AMD debuts first Fusion chips

Launched at the International Consumer Electronics Show (CES), AMD’s new class of accelerated processor is said to combine “more compute capabilities than any processor in the history of computing.” The AMD Fusion Family of Accelerated Processing Units (APUs) incorporate — in a single die — multi-core CPU (x86) technology, a DirectX 11-capable discrete-level graphics and parallel processing engine, a dedicated high-definition video acceleration block, and a high-speed data bus.


AMD said new generations of desktop, notebook and HD netbooks are now available based on AMD Fusion APUs at affordable price points. Tablets and embedded designs based on AMD Fusion APUs are expected to be available later in the first quarter of 2011. The new range of product features include stutter-free HD video playback, breakthroughs in computational horsepower to handle the most demanding applications, DirectX 11-capable graphics and all-day battery life (of 10 hours or more thanks to new power-saving features).

AMD expects leading manufacturers — Acer, Asus, Dell, Fujitsu, HP, Lenovo, MSI, Samsung, Sony and Toshiba — to announce plans to deliver AMD Fusion APU-based systems at very compelling value and mainstream price points.

“We believe that AMD Fusion processors are, quite simply, the greatest advancement in processing since the introduction of the x86 architecture more than forty years ago,” said Rick Bergman, senior vice president and general manager, AMD Products Group, in a statement. “In one major step, we enable users to experience HD everywhere as well as personal supercomputing capabilities in notebooks that can deliver all-day battery life. It’s a new category, a new approach, and opens up exciting new experiences for consumers.”

The VISION Engine offers DirectX 11-capable graphics, massive parallel processing to speed application performance, the UVD3 video acceleration block found in the new AMD Radeon HD 6800 Series GPUs, and unique graphics driver capabilities updated on a monthly basis to continuously improve visual performance, said AMD.

Much of a computing experience is linked to software, and until now software developers have been held back by the independent nature in which CPUs and GPUs process information, said AMD. With the AMD Fusion APUs, software developers can take full advantage of the parallel processing power of a GPU — more than 500 GFLOPs for the upcoming A-Series “Llano” APU, which AMD said brings supercomputer-like performance to every day computing tasks, allowing more applications to run simultaneously and faster than previous designs in the same class.


The 2011 low-power platform (formerly codenamed “Brazos”) is available now in two APU variations: E-Series and C-Series.
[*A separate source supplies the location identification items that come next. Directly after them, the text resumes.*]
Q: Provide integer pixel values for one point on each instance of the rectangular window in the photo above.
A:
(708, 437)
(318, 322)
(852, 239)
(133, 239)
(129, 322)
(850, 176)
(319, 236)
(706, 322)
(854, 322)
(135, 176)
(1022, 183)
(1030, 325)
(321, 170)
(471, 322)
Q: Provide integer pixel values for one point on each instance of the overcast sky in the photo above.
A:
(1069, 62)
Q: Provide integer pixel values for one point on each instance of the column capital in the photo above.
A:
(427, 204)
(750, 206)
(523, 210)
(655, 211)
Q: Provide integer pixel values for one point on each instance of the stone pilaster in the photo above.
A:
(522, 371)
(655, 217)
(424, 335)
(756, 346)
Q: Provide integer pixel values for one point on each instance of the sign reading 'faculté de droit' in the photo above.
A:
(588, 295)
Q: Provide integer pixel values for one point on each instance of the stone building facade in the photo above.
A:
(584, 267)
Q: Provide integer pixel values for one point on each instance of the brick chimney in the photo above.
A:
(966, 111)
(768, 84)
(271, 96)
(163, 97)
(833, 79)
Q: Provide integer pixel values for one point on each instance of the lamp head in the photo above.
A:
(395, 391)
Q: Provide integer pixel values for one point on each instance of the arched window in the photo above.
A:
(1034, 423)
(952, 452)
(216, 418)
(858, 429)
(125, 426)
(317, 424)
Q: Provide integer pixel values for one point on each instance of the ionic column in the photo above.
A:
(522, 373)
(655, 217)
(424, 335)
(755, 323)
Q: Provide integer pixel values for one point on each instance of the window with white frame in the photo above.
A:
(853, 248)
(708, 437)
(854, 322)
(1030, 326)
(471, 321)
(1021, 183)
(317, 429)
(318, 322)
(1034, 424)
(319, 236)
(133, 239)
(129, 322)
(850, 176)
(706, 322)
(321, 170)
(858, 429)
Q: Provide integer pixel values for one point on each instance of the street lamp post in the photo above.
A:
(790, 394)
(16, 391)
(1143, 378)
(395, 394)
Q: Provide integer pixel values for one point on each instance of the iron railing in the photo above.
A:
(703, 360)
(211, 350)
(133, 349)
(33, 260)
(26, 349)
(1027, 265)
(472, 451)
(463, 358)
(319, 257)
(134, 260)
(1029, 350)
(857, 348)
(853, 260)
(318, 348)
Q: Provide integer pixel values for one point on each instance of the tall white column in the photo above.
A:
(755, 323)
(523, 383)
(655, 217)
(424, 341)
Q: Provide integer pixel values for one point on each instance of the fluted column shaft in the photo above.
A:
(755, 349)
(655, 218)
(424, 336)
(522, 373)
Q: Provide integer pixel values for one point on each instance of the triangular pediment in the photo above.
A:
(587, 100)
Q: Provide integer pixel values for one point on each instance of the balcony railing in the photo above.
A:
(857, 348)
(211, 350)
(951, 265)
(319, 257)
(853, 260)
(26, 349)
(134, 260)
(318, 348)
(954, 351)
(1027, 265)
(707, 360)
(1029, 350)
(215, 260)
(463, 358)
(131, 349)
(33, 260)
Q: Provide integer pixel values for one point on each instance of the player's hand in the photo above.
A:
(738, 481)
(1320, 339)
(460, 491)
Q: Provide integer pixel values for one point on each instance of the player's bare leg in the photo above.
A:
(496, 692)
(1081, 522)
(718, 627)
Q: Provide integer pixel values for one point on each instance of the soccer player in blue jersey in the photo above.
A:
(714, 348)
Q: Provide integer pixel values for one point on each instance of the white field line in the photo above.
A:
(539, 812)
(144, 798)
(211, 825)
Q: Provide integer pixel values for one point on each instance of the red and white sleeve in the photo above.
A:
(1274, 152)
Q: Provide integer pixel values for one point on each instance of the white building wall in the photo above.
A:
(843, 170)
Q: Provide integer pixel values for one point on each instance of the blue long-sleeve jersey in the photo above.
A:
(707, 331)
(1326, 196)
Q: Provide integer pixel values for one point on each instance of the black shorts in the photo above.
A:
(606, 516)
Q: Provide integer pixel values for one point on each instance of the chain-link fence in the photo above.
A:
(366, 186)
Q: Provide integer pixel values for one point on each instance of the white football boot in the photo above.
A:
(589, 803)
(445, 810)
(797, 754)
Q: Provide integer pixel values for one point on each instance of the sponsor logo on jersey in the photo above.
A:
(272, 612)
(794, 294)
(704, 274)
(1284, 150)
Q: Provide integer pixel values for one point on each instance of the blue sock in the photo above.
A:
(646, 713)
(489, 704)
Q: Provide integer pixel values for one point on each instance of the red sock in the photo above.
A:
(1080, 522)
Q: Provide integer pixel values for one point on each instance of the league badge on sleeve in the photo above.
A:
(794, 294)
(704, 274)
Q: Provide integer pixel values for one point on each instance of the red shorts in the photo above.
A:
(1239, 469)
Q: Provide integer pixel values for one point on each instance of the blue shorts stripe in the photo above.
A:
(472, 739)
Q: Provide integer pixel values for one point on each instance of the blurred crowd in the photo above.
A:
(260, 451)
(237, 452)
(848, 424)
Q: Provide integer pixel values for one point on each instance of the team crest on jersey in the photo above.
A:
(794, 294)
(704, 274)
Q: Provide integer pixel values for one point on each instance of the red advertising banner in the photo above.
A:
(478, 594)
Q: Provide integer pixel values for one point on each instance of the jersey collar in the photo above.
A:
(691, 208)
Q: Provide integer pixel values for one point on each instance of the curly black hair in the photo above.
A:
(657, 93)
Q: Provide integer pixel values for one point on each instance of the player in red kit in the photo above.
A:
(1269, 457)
These APUs feature the new x86 CPU core codenamed “Bobcat.” “Bobcat” is AMD’s first new x86 core since 2003.

The 2011 mainstream platform is primarily intended for performance and mainstream notebooks and mainstream desktops. It will feature the 32nm die A-Series “Llano” APU, which includes up to four x86 cores and a DirectX 11-capable discrete-level GPU, and is scheduled to ship in the first half of 2011 and appear in products mid-year, according to AMD.